Exactly, there have been loads of tools over time to make software development easier - like Dreamweaver and Frontpage to build websites without coding, or low/no-code platforms to click and drag software together, or all frameworks ever, or libraries that solve issues that often take time - and I'm sure they've had a cumulative effect in developer productivity and / or software quality.
But there's not one tool there that triggered a major boost in output or number of apps / libraries / products created - unless I missed something.
Sure, total output has increased, especially since the early 2010's thanks to both Github becoming the social network of software development, and (arguably) Node / JS becoming one of the most popular languages/runtimes out there attracting a lot of developers to publish a lot of tools.

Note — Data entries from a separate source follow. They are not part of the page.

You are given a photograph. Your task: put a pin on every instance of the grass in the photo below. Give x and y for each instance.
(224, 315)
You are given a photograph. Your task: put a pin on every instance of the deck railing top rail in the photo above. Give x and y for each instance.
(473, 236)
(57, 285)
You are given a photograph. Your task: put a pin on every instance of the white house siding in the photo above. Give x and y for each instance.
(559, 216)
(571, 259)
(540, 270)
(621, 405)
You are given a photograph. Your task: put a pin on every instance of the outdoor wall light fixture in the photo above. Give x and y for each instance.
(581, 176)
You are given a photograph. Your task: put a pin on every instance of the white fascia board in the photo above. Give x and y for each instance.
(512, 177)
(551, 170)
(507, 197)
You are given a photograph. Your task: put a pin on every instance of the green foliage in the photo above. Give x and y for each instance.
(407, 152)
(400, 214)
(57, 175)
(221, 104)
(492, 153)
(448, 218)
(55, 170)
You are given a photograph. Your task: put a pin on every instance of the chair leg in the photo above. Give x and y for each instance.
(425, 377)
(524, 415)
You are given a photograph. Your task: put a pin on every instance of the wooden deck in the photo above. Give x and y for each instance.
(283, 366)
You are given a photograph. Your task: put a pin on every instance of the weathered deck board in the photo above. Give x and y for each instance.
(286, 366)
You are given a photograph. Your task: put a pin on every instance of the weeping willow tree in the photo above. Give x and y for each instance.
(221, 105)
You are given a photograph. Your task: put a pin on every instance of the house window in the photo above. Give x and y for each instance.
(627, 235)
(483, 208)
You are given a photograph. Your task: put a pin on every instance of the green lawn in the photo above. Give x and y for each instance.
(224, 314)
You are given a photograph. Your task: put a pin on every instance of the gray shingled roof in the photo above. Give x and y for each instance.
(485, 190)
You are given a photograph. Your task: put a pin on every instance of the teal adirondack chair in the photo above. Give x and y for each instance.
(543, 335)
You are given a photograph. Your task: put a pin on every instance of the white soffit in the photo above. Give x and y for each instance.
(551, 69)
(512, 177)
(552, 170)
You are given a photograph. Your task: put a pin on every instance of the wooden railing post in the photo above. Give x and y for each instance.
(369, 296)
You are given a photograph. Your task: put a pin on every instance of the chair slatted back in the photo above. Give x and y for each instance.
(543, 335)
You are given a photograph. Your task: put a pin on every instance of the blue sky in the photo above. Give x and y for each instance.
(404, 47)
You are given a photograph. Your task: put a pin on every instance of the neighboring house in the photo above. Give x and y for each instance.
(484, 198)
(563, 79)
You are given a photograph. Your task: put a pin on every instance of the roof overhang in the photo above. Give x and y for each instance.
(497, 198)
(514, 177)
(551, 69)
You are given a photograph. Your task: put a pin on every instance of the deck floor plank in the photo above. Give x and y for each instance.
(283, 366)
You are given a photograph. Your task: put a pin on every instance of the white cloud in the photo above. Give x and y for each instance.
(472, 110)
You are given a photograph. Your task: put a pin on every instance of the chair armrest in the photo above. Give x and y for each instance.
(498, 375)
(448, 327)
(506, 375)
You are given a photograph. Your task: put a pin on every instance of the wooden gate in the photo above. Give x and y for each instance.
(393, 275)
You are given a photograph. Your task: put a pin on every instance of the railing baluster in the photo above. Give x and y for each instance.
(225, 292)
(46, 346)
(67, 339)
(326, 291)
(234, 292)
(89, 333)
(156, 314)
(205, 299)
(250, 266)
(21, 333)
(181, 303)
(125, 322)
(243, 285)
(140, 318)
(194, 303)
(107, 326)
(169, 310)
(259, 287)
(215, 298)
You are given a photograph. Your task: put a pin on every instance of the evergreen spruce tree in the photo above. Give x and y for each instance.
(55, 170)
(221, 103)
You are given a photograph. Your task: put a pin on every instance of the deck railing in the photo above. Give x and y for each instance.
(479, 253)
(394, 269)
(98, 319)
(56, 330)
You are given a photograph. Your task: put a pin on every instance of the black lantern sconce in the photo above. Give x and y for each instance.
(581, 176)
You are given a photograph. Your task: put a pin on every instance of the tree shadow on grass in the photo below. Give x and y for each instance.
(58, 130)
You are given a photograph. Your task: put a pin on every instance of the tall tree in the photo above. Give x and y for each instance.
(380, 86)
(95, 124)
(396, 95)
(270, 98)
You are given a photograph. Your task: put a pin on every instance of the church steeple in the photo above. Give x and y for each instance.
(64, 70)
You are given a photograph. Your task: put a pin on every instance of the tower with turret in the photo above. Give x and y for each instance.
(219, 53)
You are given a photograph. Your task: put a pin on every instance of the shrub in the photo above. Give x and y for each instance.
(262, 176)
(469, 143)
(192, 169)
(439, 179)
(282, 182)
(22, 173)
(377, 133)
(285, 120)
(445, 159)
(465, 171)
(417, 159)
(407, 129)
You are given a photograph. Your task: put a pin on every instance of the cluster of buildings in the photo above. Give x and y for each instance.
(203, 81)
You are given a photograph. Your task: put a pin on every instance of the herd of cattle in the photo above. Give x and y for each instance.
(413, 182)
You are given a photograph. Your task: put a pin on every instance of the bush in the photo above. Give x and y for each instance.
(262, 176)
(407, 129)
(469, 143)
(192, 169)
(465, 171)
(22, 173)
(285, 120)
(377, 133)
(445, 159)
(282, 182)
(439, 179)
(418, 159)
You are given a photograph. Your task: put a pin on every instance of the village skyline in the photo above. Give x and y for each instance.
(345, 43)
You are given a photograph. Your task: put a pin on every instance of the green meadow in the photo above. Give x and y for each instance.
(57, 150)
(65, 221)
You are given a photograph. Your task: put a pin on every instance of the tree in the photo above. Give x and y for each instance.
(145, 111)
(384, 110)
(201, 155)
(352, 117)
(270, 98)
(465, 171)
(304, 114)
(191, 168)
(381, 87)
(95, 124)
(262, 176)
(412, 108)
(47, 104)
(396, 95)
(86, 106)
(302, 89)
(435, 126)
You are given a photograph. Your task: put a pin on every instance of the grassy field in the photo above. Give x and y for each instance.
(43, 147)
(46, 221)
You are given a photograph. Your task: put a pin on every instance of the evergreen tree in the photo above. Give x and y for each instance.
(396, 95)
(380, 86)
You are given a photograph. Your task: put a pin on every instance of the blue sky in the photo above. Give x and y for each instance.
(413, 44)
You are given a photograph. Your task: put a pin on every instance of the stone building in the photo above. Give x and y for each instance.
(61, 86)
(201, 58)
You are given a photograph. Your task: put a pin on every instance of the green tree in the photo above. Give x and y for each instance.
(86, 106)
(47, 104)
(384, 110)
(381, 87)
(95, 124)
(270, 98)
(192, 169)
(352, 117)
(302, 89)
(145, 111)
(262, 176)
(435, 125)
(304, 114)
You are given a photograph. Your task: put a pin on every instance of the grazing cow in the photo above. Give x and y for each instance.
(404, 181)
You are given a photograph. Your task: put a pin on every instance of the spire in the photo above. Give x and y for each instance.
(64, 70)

But that's not down to productivity or output boosting developments.
> It is incredibly easy now to get an idea to the prototype stage
Yup. And for most purposes, that's enough. An app does not have to be productized and shipped to general audience to be useful. In fact, if your goal is to solve some specific problem for yourself, your friends/family, community or your team, then the "last step" you mention - the one that "takes majority of time and effort" - is entirely unnecessary, irrelevant, and a waste of time.
The productivity boost is there, but it's not measured because people are looking for the wrong thing. Products on the market are not solutions to problems, they're tools to make money. The two are correlated, because of bunch of obvious reasons (people need money, solving a problem costs money, people are happy to pay for solutions, etc.), but they're still distinct. AI is dropping the costs of "solving the problem" part, much more than that of "making a product", so it's not useful to use the lack of the latter as evidence of lack of the former.
Software engineering is not “coding” though.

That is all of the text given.